Let's consider the catch
-block of
the task with product JSON:
catch (error) {
if (error.name == 'SyntaxError') {
alert('Invalid JSON of the product');
} else if (error.name == 'ProductCostError') {
alert('Product has no price or amount');
}
}
As you can see, we catch the two exceptions
we planned and somehow react to it. But what
happens if an exception of a different type
that we didn't expect occurs? In this case,
it will also fall into a catch
-block,
but there will be no reaction to this, since
the exception with a different type simply
will not fall into any of our IFs.
When I say that there will be no reaction, I mean that there really is none: there will not even be an error thrown into the console. Our code just silently won't work.
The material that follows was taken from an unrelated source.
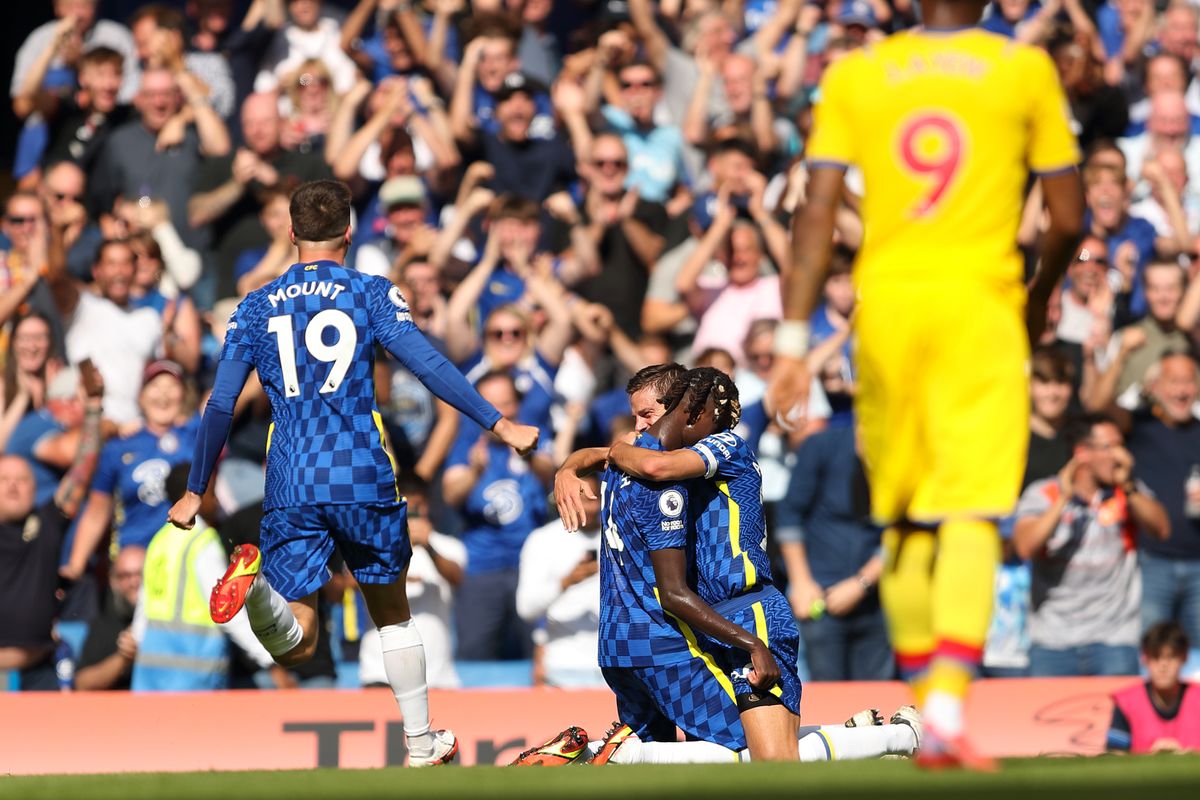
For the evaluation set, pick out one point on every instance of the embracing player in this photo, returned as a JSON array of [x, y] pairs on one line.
[[719, 662], [946, 124], [311, 334]]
Therefore, there is the following rule: your
code should only catch exceptions that it
knows how to handle. If the exception is not
known, then it must be rethrow further
with throw
. In this case, someone more
knowledgeable will catch it above, or an
exception will be thrown into the console
as an error.
Let's fix our code:
catch (error) {
if (error.name == 'SyntaxError') {
alert('Invalid JSON of the product');
} else if (error.name == 'ProductCostError') {
alert('Product has no price or amount');
} else {
throw error; // rethrow the exception further
}
}
Given the following code:
try {
let arr = JSON.parse(json);
for (let i = 0; i < arr.length; i++) {
localStorage.setItem(i, arr[i]);
}
} catch (error) {
if (error.name == 'QuotaExceededError') {
alert('ran out of storage space');
}
if (error.name == 'SyntaxError') {
alert('invalid json');
}
}
What's wrong with this code? Fix it for a better one.